Modern adobe construction wasn’t rare in San Diego’s North County, but it also wasn’t common — until a revival in the late 1940s.  In the mid-20th century, it became so popular in the region that today the Escondido area has the highest concentration of adobe homes and structures anywhere in the country outside of New Mexico.

Given the thermal properties of thick adobe wall construction, which allows for less use of energy for cooling and heating, adobe builders were creating environmentally friendly “green” homes well before there was a call for such a thing. Many of the homes were built with bricks made on site, reducing the need for shipping.

In the early 1980s, the state of California made significant changes to building codes – most notably seismic restrictions – which slowed the adobe building boom. As a result, though homes have been built featuring non-structural adobe brick facades, the era of true adobe home construction came to an end.

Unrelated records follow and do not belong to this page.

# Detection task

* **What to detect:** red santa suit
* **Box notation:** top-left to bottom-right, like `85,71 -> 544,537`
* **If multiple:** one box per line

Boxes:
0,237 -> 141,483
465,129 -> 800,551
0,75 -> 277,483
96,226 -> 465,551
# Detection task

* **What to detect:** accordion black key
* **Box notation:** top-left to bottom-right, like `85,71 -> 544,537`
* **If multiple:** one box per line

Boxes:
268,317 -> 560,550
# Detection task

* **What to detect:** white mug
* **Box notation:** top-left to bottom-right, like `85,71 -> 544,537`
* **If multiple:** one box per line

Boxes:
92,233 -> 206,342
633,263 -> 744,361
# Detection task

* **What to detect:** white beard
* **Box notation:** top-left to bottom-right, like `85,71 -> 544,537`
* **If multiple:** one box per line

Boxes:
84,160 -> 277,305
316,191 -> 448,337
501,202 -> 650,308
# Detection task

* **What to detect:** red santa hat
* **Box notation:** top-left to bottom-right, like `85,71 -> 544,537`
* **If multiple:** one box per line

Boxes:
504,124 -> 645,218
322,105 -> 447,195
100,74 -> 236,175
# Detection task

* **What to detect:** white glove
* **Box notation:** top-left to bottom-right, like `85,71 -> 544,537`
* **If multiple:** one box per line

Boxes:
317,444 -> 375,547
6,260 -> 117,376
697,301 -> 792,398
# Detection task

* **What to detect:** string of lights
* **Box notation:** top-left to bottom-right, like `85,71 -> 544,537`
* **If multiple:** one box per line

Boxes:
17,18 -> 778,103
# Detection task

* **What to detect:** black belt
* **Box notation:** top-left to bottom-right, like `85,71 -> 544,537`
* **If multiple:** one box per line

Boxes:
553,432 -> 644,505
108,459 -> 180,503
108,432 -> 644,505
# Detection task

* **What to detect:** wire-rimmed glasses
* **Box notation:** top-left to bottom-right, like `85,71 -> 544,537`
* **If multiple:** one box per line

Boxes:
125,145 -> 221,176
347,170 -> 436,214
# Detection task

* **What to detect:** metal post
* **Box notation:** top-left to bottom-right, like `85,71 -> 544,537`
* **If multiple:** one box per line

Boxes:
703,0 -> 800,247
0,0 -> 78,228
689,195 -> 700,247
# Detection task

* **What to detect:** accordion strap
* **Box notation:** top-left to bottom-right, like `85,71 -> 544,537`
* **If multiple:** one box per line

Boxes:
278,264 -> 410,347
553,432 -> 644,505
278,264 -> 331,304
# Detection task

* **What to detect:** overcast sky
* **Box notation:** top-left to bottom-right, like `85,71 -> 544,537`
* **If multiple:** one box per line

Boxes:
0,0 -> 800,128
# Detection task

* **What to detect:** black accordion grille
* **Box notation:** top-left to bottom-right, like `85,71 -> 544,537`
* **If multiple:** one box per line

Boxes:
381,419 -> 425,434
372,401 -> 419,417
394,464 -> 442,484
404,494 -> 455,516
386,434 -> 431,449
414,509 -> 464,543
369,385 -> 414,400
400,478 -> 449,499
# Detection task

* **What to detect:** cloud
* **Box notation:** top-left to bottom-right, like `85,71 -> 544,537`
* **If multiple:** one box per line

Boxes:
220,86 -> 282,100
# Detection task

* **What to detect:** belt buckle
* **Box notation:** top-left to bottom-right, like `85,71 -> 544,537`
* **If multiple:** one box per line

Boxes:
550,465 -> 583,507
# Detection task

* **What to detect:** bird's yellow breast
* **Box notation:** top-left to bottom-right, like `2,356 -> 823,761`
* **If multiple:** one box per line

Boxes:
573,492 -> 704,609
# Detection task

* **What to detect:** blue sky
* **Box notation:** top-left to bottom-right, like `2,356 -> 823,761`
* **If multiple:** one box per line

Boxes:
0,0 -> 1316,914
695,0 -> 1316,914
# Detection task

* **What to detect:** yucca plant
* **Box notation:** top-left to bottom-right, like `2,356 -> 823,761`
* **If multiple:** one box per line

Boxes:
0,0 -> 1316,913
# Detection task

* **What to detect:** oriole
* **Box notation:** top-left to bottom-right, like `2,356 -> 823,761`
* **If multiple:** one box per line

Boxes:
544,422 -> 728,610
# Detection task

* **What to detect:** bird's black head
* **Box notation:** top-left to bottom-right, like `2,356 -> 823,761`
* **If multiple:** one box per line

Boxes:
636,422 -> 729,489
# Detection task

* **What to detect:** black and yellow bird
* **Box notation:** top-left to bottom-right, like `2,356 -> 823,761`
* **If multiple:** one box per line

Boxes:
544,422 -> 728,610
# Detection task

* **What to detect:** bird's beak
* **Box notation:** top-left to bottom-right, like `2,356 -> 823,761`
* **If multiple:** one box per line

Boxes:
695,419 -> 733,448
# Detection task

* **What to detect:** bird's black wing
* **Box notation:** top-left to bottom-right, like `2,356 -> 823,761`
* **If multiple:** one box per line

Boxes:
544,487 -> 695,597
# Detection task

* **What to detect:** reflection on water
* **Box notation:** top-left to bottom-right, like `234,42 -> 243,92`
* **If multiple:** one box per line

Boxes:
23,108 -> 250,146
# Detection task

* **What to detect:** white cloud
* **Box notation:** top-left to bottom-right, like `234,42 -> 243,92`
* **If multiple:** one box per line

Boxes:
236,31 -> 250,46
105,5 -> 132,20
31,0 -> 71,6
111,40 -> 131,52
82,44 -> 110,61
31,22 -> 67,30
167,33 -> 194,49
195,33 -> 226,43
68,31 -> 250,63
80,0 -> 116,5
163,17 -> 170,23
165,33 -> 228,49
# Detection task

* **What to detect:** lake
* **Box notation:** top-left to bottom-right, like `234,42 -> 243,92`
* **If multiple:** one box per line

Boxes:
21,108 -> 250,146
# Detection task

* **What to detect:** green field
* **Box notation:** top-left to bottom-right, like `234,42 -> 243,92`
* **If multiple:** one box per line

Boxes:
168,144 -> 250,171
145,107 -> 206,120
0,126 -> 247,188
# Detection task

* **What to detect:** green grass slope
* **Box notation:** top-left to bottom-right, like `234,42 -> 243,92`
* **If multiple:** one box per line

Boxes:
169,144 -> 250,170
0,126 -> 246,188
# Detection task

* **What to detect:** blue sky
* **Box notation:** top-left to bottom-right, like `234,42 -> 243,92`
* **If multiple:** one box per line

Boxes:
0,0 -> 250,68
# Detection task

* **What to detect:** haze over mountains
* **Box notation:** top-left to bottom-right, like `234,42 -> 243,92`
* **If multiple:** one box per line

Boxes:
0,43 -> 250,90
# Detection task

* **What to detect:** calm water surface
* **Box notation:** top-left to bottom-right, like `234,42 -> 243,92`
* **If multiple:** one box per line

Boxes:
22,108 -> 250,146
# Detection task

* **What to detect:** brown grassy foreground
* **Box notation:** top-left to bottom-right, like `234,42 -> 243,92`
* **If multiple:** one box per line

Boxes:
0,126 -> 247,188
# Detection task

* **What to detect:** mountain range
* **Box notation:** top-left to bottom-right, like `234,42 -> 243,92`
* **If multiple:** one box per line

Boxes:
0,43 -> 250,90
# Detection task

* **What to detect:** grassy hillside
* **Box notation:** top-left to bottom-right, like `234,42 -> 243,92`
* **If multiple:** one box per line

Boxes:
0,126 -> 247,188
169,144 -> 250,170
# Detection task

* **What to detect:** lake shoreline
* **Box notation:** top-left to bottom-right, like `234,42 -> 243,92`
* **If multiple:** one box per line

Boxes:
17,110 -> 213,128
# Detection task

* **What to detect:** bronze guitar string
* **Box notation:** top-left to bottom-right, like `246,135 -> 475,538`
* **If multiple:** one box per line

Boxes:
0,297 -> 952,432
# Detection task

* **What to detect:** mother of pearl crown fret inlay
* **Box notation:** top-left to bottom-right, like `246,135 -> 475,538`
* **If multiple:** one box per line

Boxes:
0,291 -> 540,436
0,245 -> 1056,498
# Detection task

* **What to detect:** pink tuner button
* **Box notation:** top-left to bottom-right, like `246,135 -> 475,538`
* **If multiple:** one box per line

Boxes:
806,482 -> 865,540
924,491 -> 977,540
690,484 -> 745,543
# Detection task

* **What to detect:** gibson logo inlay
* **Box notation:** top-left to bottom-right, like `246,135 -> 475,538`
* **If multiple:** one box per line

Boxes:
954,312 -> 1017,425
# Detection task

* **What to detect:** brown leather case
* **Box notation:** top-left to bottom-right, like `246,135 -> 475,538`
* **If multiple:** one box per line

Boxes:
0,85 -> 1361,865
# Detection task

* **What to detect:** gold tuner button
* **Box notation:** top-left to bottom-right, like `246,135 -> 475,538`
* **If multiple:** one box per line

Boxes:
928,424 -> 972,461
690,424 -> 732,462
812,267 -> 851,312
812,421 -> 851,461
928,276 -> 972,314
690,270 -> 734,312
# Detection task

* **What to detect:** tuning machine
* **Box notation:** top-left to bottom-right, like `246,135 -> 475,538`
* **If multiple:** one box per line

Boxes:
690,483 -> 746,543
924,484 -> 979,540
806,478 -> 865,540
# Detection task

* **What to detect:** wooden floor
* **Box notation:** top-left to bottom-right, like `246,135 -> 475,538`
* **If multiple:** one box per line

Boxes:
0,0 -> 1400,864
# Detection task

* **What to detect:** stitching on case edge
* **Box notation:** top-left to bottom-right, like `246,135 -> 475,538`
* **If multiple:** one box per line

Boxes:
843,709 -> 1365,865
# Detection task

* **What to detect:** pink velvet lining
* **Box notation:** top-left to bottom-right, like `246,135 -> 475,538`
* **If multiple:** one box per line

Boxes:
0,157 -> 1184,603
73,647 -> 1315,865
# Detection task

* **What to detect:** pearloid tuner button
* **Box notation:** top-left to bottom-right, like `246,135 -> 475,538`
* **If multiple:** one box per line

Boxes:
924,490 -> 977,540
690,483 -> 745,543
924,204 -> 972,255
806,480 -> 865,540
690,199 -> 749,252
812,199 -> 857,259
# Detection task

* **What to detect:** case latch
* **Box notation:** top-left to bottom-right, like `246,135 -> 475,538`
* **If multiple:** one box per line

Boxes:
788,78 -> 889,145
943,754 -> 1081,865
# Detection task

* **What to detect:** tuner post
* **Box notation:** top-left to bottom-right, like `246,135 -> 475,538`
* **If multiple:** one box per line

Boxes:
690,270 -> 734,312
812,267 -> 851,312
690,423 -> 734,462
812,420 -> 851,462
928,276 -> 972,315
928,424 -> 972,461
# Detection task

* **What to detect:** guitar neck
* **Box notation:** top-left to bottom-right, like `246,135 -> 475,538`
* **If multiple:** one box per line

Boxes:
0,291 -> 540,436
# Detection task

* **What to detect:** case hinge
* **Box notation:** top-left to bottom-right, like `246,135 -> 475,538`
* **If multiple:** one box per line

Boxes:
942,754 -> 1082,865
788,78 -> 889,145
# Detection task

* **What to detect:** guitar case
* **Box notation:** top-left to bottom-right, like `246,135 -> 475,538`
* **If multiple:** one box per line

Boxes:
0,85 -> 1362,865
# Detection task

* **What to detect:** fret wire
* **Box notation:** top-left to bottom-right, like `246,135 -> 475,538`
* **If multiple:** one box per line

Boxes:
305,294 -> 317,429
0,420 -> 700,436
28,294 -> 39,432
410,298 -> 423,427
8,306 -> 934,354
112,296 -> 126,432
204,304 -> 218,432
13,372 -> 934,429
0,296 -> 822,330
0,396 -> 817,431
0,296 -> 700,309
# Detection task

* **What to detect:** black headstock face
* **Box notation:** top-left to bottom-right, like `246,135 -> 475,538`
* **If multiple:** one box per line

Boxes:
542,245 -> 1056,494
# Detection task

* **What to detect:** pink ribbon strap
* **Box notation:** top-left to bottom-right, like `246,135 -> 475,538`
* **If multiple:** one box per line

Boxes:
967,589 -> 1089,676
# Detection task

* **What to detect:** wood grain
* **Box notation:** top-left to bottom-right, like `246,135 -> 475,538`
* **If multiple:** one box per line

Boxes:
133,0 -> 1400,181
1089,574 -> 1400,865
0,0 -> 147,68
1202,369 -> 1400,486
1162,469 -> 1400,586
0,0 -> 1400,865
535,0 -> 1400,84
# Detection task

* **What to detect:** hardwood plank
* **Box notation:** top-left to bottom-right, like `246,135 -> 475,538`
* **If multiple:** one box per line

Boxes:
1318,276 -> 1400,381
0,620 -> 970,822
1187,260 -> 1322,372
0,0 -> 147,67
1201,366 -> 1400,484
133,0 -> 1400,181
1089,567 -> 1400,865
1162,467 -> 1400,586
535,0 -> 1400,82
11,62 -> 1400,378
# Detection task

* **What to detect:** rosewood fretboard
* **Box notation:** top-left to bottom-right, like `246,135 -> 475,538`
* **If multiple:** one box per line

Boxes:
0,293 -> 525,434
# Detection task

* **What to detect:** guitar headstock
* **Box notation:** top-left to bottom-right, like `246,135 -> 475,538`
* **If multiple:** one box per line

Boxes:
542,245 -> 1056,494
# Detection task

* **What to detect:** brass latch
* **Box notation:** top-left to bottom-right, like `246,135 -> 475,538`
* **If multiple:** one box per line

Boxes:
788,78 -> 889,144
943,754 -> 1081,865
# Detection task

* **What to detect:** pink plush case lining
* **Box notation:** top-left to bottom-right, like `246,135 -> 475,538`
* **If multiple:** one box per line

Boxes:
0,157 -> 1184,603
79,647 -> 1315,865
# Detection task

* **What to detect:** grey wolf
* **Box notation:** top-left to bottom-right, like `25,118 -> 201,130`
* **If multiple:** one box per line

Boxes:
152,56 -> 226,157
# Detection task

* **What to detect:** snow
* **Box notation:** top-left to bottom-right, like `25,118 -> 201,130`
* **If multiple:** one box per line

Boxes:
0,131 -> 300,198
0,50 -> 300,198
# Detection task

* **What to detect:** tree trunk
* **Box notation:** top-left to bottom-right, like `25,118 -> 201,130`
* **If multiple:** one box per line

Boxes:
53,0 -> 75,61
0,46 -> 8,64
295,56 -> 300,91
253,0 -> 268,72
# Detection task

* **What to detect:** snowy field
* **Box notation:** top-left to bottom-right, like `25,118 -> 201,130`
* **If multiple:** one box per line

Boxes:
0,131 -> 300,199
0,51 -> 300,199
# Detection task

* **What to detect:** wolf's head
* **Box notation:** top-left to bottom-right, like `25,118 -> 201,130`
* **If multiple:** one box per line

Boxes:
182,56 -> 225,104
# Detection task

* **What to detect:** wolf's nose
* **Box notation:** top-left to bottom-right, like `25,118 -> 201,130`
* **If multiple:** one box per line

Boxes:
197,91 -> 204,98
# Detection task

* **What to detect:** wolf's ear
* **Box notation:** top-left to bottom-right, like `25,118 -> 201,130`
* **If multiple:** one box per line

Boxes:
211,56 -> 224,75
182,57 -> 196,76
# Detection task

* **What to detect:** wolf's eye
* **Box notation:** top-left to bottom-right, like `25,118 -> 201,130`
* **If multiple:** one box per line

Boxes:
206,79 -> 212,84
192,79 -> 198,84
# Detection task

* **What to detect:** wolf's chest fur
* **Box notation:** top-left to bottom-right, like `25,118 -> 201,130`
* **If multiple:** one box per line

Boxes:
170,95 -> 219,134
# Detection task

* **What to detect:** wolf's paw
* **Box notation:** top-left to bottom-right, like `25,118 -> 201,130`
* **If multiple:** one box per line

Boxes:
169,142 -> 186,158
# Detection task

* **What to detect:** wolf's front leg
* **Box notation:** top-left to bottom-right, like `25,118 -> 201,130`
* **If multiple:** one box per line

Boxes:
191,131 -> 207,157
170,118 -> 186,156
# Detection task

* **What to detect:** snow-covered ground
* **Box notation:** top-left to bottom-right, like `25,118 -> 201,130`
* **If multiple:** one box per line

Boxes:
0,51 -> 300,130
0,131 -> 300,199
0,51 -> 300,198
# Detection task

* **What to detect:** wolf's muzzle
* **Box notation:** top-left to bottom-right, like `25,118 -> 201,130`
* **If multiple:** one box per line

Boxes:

Because adobe houses will never be built on a large scale again in California, the collection of existing homes across San Diego’s North County is a finite treasure that requires the stewardship of people willing to maintain these now irreplaceable structures.

You can read the original article at www.valleycenter.com

2 thoughts on “Adobe Homes in Southern California”

  1. I’m looking for an engineer that can make house plans with an approved stamp for construction , do you know of anyone that could help ? I’m understanding that there must be a structure built 1st with California seismic codes then you could wrap the structure with Adobe with more seismic support like re-bar and also attaching a the adobe wall to the built structure.